Ayrıca 850 odalı, golf sahalı 5 yıldızlı tatil köyleri de var.
Peki, böylesine bir ihtişama sahip, Avrupalı turistin bakışlarını üzerinde toplayabilecek tüm lüks materyallere sahip bir veya birçok otelin neden satıldığını biliyor musunuz?
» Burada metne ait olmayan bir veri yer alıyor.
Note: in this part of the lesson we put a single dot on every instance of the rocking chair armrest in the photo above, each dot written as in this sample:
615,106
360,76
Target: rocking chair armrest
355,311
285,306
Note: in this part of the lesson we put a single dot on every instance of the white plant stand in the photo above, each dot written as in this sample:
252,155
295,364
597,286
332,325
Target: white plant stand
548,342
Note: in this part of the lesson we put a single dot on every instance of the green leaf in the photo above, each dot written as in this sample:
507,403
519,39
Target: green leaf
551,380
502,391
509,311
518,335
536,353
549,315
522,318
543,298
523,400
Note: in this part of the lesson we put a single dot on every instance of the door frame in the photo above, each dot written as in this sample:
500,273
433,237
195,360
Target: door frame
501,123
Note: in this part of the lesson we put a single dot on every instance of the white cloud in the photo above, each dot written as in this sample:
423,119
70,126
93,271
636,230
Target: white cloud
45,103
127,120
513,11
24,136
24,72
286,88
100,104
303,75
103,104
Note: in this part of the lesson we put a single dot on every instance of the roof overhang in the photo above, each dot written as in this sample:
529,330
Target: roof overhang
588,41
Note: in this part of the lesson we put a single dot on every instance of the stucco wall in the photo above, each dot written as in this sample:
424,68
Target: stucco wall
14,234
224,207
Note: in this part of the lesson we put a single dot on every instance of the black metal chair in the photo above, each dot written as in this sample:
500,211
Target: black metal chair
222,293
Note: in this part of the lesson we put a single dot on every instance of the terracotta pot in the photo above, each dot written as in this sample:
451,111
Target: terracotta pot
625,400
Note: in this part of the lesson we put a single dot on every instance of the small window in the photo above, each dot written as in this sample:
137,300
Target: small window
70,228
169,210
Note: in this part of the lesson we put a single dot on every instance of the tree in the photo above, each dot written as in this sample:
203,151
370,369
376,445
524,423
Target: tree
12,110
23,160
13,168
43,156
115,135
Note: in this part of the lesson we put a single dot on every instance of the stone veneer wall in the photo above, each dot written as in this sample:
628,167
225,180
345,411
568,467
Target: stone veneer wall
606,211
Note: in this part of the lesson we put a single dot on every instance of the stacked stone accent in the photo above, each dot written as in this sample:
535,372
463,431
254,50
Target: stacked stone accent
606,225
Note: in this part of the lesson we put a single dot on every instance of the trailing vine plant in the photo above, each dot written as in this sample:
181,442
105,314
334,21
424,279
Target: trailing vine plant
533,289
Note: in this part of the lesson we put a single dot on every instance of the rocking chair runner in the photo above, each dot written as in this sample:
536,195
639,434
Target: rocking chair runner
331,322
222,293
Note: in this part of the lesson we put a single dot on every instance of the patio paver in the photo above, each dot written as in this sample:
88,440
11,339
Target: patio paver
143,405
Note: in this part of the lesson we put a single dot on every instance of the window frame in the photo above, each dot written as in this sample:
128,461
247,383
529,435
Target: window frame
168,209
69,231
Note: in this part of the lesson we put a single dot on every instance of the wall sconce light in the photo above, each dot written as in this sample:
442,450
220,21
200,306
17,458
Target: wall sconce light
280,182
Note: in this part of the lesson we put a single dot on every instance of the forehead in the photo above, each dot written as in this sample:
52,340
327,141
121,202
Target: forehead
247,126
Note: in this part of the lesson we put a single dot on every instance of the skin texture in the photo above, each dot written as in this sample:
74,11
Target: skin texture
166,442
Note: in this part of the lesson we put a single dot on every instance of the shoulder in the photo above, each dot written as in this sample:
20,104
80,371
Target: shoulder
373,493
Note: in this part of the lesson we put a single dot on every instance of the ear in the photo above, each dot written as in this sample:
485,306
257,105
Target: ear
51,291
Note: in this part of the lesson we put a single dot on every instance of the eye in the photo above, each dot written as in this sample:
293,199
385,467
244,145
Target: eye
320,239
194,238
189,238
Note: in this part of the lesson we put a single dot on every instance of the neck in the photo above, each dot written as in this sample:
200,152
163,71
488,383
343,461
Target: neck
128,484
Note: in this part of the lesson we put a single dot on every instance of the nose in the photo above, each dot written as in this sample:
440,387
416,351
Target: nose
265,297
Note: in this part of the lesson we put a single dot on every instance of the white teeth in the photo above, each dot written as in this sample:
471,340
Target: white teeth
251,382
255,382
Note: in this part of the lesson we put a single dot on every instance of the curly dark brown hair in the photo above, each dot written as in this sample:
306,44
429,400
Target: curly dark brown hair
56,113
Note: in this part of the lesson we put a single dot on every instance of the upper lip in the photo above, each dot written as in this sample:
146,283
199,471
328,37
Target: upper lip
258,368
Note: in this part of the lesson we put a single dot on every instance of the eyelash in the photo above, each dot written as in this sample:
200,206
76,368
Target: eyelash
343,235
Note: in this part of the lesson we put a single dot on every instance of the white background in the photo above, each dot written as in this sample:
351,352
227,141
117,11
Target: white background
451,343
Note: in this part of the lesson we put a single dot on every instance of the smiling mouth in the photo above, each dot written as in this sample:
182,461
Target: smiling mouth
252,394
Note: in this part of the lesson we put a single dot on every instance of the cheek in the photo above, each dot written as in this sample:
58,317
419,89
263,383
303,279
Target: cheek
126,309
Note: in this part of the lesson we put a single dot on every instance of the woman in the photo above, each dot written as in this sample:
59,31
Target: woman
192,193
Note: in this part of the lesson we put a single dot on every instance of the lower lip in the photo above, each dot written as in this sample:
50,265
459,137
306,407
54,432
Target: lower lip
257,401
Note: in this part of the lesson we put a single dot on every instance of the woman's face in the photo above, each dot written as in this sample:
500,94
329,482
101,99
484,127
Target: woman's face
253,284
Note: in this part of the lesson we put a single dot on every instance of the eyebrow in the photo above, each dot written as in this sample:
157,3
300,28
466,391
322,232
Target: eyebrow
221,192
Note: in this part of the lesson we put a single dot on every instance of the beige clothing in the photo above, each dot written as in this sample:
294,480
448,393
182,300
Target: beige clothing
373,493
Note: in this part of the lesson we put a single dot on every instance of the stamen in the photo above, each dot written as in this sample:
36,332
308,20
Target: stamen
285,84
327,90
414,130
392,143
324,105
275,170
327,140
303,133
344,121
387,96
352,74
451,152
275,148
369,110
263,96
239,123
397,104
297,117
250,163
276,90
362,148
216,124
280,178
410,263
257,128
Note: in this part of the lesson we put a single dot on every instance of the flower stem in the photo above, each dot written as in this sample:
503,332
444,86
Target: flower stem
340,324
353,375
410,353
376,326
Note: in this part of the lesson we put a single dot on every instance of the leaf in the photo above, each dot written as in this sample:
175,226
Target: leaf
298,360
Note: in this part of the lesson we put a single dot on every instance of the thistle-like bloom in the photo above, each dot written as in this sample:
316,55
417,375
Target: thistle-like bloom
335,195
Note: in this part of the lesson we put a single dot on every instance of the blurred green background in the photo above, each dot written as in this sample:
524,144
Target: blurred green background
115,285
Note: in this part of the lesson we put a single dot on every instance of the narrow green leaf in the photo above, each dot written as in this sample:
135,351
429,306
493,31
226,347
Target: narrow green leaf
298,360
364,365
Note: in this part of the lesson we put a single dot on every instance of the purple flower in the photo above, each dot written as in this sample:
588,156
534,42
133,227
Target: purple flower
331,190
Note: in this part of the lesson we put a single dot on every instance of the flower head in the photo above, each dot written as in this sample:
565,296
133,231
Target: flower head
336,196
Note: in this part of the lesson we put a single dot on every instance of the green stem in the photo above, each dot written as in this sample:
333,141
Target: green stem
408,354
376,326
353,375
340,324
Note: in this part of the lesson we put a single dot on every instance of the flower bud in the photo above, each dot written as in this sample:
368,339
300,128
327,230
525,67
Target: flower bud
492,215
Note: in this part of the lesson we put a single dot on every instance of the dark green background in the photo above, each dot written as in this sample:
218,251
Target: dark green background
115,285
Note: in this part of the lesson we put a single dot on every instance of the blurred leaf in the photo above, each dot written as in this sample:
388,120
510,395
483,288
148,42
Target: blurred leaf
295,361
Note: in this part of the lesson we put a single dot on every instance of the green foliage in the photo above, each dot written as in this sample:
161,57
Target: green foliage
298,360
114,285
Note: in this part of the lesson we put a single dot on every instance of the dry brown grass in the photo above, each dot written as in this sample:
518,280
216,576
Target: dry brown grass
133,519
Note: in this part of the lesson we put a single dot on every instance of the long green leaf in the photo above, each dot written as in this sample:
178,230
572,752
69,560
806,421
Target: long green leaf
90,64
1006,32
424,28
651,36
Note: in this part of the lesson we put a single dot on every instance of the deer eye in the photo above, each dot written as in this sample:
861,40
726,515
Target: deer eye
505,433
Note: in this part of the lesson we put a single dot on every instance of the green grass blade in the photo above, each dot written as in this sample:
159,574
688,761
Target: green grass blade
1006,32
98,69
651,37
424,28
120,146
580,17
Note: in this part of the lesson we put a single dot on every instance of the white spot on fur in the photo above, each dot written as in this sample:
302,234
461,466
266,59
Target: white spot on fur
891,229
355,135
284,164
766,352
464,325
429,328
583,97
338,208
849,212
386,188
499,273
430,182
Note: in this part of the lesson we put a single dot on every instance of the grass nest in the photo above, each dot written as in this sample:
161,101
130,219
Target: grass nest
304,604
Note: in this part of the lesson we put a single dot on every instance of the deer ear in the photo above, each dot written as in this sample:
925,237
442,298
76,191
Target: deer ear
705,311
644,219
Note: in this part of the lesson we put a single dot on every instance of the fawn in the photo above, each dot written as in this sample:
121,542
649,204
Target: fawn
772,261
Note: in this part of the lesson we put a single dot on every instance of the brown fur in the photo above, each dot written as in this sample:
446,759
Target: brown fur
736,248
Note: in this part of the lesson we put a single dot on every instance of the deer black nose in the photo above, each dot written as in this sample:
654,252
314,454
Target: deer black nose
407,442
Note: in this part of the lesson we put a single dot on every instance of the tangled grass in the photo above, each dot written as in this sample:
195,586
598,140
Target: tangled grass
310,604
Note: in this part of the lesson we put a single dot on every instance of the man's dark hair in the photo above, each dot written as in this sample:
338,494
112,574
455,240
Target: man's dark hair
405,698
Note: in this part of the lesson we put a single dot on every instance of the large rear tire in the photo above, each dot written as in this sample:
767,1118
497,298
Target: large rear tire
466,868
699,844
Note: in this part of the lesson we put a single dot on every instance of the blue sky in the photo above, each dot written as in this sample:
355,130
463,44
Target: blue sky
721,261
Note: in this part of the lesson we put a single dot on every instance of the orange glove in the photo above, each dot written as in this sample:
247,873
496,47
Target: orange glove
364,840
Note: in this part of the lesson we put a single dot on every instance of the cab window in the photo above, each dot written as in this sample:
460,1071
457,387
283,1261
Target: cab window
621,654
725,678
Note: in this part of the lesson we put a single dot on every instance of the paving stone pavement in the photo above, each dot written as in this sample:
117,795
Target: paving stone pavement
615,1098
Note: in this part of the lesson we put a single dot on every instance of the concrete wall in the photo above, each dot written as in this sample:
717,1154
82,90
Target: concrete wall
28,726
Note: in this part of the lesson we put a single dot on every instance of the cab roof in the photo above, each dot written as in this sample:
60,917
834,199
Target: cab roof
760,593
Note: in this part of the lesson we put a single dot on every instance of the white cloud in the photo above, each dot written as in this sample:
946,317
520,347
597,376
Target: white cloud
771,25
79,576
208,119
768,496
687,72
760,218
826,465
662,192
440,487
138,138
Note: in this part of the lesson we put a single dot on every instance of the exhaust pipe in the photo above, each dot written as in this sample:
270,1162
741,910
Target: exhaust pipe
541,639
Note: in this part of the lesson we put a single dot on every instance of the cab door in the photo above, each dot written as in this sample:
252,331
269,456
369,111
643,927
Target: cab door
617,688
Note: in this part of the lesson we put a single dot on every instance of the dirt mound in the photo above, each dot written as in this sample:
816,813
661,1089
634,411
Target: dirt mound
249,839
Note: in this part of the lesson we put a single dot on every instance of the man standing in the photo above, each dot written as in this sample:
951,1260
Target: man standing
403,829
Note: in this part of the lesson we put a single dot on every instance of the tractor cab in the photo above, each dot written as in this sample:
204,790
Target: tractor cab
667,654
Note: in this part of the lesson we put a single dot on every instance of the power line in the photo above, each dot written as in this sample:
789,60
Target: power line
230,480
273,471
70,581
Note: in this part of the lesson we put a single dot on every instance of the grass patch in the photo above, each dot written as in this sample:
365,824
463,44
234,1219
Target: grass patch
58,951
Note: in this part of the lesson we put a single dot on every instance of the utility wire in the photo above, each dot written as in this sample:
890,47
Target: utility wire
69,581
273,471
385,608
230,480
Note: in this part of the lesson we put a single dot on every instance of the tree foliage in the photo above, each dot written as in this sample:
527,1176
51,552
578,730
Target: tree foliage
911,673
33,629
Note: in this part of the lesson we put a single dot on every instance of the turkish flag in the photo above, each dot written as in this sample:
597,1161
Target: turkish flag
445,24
200'ün üzerinde 5 yıldızlı oteli vücudunda barındıran Antalya'da turizm rekabete boyun eğmiş durumda. Seçenek çok fazla olunca işletme sahipleri verebildiğinin en fazlasını, en az fiyata vermeye çalışıyor. Hal böyle olunca düşük tutulan fiyatlar, kar amacı güden bu kurumları doyurmuyor. Sonuç “satılık ilanlarında” gördüğünüz gibi. Antalya'da bugün turizmcinin yüzü pek gülüyor diyemeyiz. İşte son yıllarda şişirilen ve Alaçatı'da butik taş binalarla doldurulan Çeşme'nin geleceği de bu yönde Antalya'ya benzemeye başladı. Ünlülerin akının değerlendirmek için çabalayan girişimciler beach clublarla başlayan yolculuklarına otel satın alarak devam ediyor. Geçtiğimiz günlerde Kültür ve Turizm Bakanlığı'nın Çeşme'de yaptığı yer tahsislerinden sonra girişimcinin iştahı iyiden iyiye kabarmaya başladı. Sis perdesi biraz daha aralandı. Turizmcinin tüm dikkatlerini burada toplayan tahsisin bugün itibariyle Çeşme'ye gerekli olduğu ortada. Yeterli sayıda 5 yıldızlı tesisi yok Çeşme'nin. Doğal olarak turist sayısı da az. Ama dev uyandırıldı. Çeşme önümüzdeki yıl dahi bu yıldan farklı olacak. Asıl düşünmemiz gereken Çeşme'nin daha başka tahsisler veya satışlar sonrası alacağı durum. Bir Antalya olmamalı Çeşme. Satılık otelle, kaba inşaatta kalmış tesislerle dolmamalı. Antalya çekip çekebileceği turisti almış durumda. Daha fazla insanın Türkiye'yi hatta İzmir'i tercih edebilmesi için çok daha farklı turizm çeşitlerine yönelmeli diyorum. Çeşme, dünya üzerinde görebileceğim en güzel denize ve en güzel plajlara sahip bir yer. Birçok ülke gezdim fakat Çeşme'nin denizinin berraklığına yaklaşabilecek kadar güzel bir denize sahip olanını görmedim. İşte bu çok iyi değerlendirilmeli. Deniz turizmi yapmayalım demiyorum. Söylemek istediğim, altı boş bir şekilde büyüyen Antalya gibi olmayalım. Termali iyi kullanalım. Sağlık turizmini iyi kullanalım. Çeşme'nin hak ettiği konum onlarca, yüzlerce 5 yıldızlı otel inşa edilerek gerçekleştirilemez. Cennet gibi plajların üzerine kaba kaba betonerme binalar dikerek Çeşme'yi turizm cenneti haline getiremeyiz. Antalya'dan rol çalmanın icabı yok. Çalıyorken bile Çeşme'de sadece 6 ay turizm yapabiliyoruz. Turizmin sadece denizden ve güneşten ibaret olmadığını bilmeliyiz. Çeşme'nin denizi ve güneşi, termal turizmin destekleyicisi olarak düşünülmeli. Böylesine muhteşem bir doğayı küçük Antalya olmaya özenerek, Bodrum'u kopyalayarak yok etmeye kimsenin hakkı yok.